Now, however, Nagasaki University is bringing specialists to clinics on remote islands, with a mixed reality experience powered by Microsoft’s HoloLens2 headset, the Dynamics 365 Remote Assist app and Microsoft Teams.

The university’s Rheumatoid Arthritis Remote Medical System photographs a patient’s hand in their local clinic and creates a hologram of it in realtime. Specialists get a 3D picture of the hand, enabling them to see how the joint moves and better understand the patient’s condition from afar. With Microsoft Teams running at the same time, it’s also a personal experience that simulates a face-to-face chat.

In Taiwan, wheelchair manufacturer Karma Medical is using Azure Internet of Things (IoT) technology and Dynamics 365 Connected Field Service to empower healthcare providers to monitor patients remotely. With iBuddy, Karma Medical’s smart wheelchair, care professionals can track patients’ daily usage for optimized maintenance and monitor their mobility habits in real-time, getting a better understanding of how their elderly patients are faring beyond the clinic’s walls.

And in Australia, Microsoft and our Singapore-based partner Napier Healthcare are supporting Mobile Rehab Australia to extend its re-enablement and restorative health programs to elderly clients in their own homes.

By equipping Mobile Rehab with secure access to patient data, Napier Healthcare is enabling the organization to connect and coordinate with Allied Health Professionals and deliver more personalized care. Mobile Rehab also plans to use Azure AI to get the insights it needs to make resource management and route planning more efficient.

Innovations like these aren’t just making care delivery more efficient for healthcare systems.
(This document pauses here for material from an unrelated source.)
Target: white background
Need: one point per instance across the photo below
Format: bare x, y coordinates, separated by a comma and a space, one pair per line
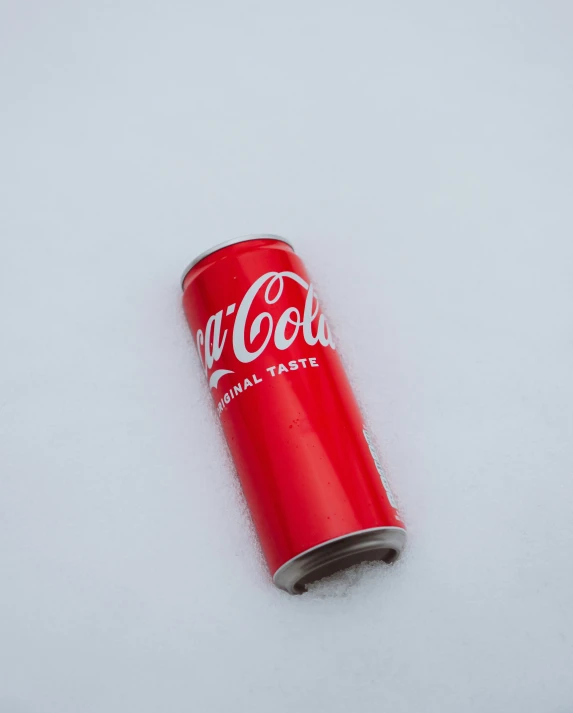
419, 155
They’re also improving the quality of life of senior citizens, by giving them the tools to remain independent as they age.

Making the most of life

man swimming

The importance of data and AI to enable healthcare providers to deliver preventative care cannot be overstated. Nor can the benefits of connected devices and remote monitoring technology. But perhaps the most exciting development of all is the way digitalization is empowering older individuals to stay engaged in the world beyond their doors.

Residents in New Zealand’s Ryman Healthcare facilities, for instance, recently participated in the world’s first retirement village virtual games.

Inspired by the Tokyo Olympics, Ryman Healthcare teamed up with Microsoft partner, Aware Group, to create an immersive, weeks-long event. The Virtual Games brought residents from 42 villages across Australia and New Zealand together. With the help of Surface devices, AI technology and HoloLens mixed reality headsets, the games were a smashing success.

From computer vision-enabled bowls tournaments and cycling races through terrains created by immersive augmented reality tools, through to a giant pub quiz across the two countries, Ryman’s Virtual Games helped residents get active, get engaged, and get more out of every day.

As our populations age, we believe we will see more and more of these sorts of initiatives. Our partners and customers are working hard to ensure that a long life doesn’t come at the expense of a good life. Because, while we often think of technology as the natural habitat of the young, its benefits for the elderly maybe even more profound.